On Dec 6, 2004, at 11:11 PM, Nick Triantos wrote:
I've seen a few threads go by about not being able
to use "funny"
characters in page names... Everything from non-US characters, to the
plus sign ( + ) and apostrophe ( ' ).
Is there a reason that the page titles aren't just stored in the
database in urlencode( )'d page titles? When a search, etc. is
performed, we could just convert the string to its urlencode( )
equivalent, and do the same for [[ ]] type links.
The storage of titles in the database is *in no way at all* related to
limitations of what characters we allow in titles. Storing them in the
database urlencode()d would make absolutely no difference except to
complicate the code and bloat the database.
What characters we allow in titles is *only* related to the wiki link
syntax and HTML and URL encoding/decoding issues.
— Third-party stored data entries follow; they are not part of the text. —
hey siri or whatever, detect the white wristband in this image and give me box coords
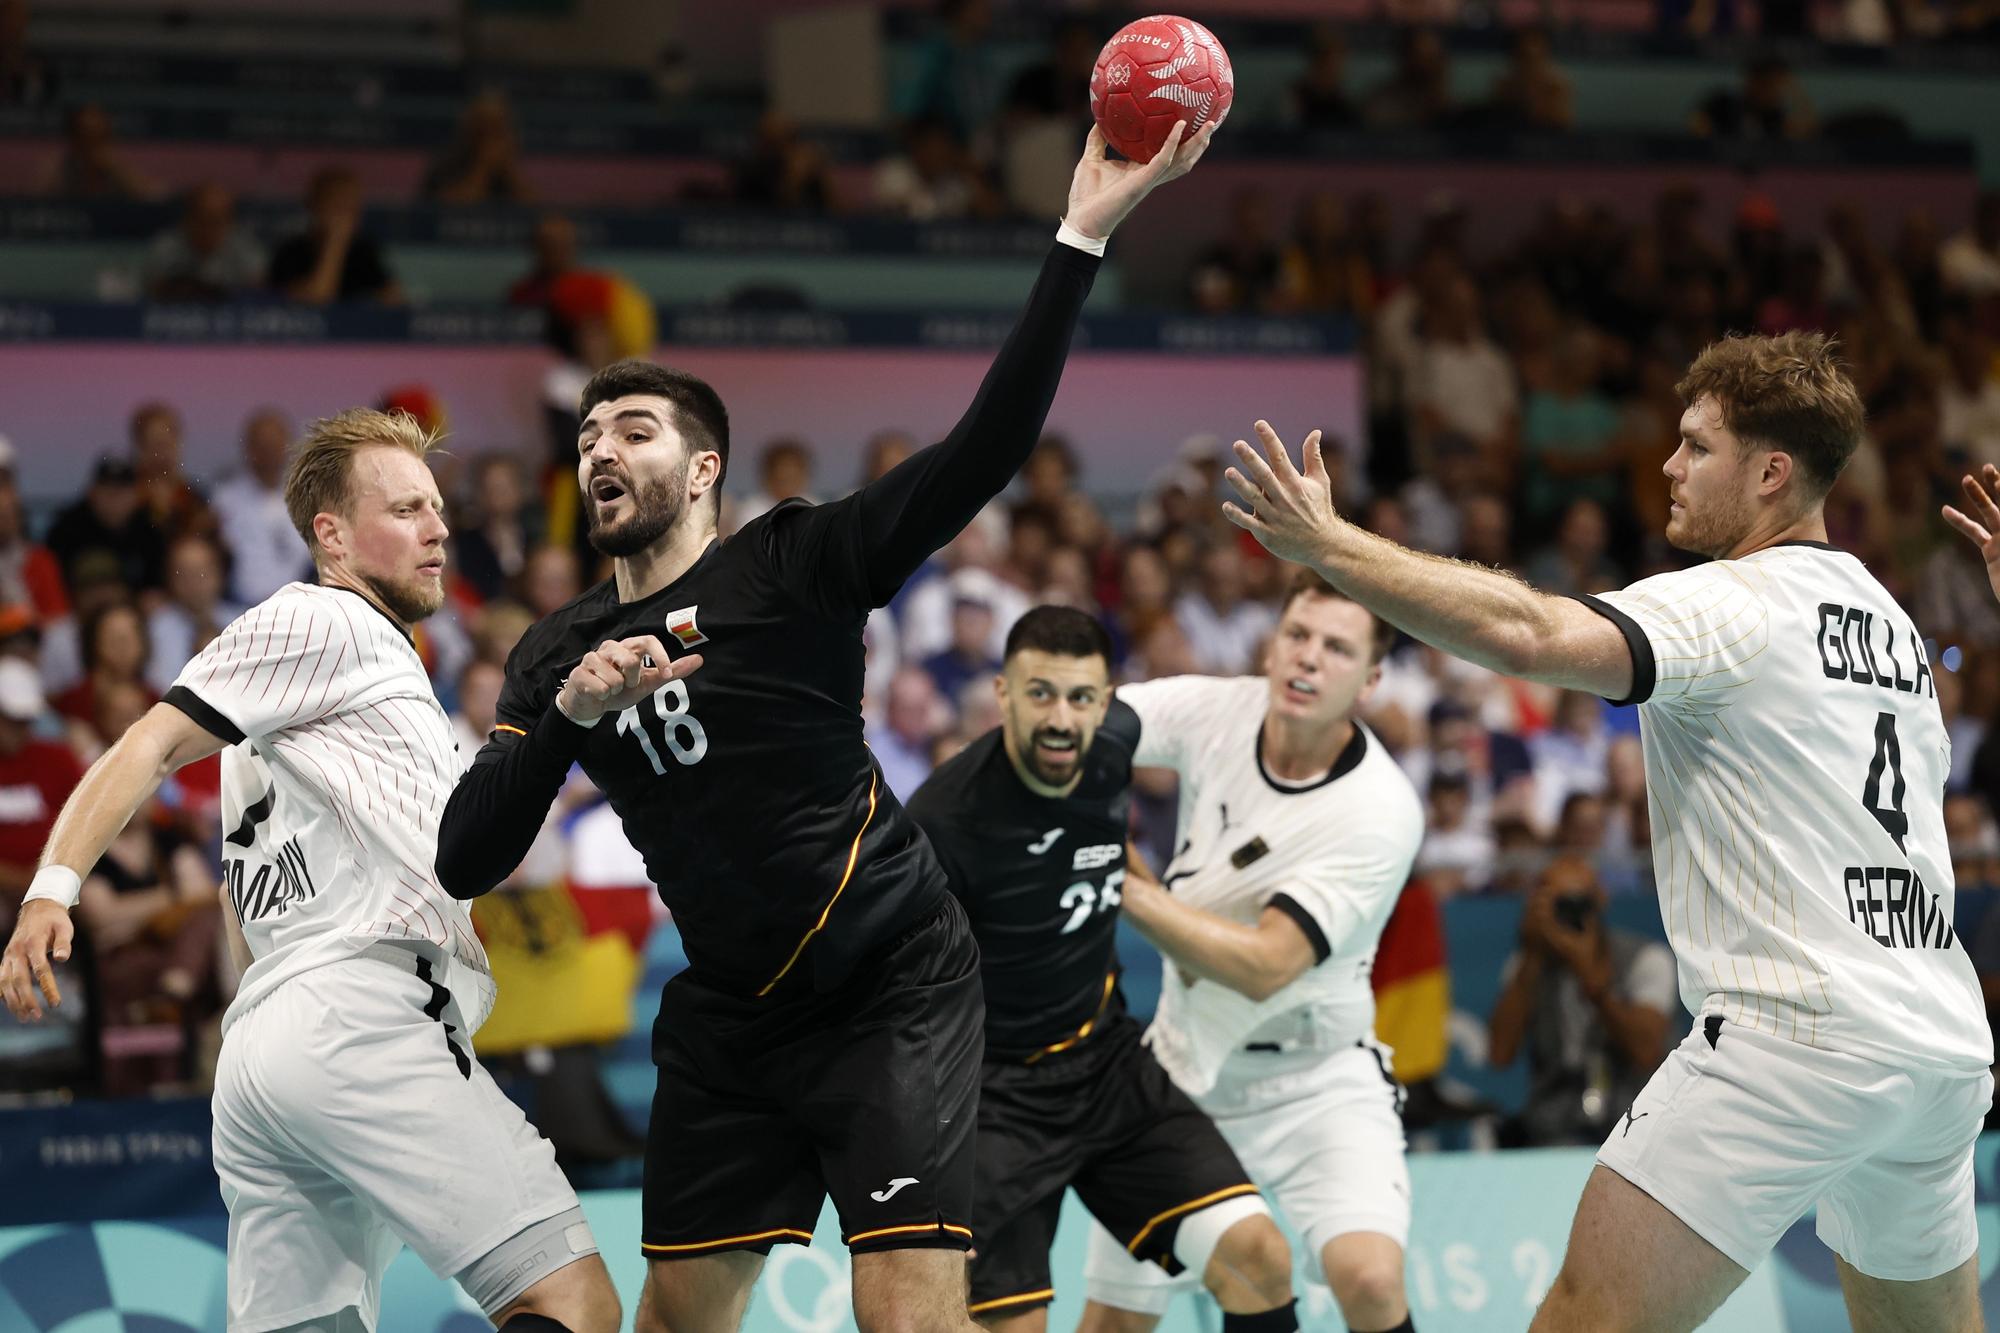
[23,865,81,911]
[553,690,602,729]
[1056,219,1108,256]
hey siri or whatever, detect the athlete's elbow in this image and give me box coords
[432,821,494,900]
[435,858,495,900]
[1239,976,1285,1003]
[436,866,472,900]
[1484,617,1546,680]
[1239,961,1301,1004]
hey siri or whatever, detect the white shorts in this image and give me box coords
[211,948,585,1332]
[1597,1015,1993,1282]
[1083,1040,1411,1314]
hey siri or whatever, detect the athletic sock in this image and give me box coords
[1222,1300,1298,1333]
[1352,1316,1415,1333]
[497,1317,574,1333]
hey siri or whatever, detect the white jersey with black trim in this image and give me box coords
[166,582,494,1035]
[1116,675,1424,1095]
[1582,541,1990,1073]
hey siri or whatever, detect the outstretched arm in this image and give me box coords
[832,124,1214,605]
[1,702,226,1019]
[1222,421,1635,698]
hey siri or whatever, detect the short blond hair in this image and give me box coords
[284,408,442,561]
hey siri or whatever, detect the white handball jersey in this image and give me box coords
[1583,542,1990,1073]
[1117,675,1424,1094]
[167,583,494,1035]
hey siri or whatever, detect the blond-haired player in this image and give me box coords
[1222,332,1991,1332]
[0,411,674,1333]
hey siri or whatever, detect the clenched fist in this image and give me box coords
[556,635,704,726]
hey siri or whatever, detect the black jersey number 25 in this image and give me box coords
[1861,711,1908,853]
[615,679,709,772]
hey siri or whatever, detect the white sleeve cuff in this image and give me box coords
[553,692,603,729]
[24,866,82,910]
[1056,220,1109,256]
It's extremely helpful for titles to be idempotent for URL decoding;
data may be decoded multiple times for instance due to mod_rewrite
hell, and for historical reason we in some places allow URL-encoded
text to be used in wiki links themselves. Interwiki links at least let
%xx hex does pass through unmolested.
(It's pretty annoying to me that you can't
name a page "C++") :-)
The + issue has to do with multiple encoding/decoding issues and
backwards-compatible links (in URL encoding, + represents a space).
-- brion vibber (brion @
pobox.com)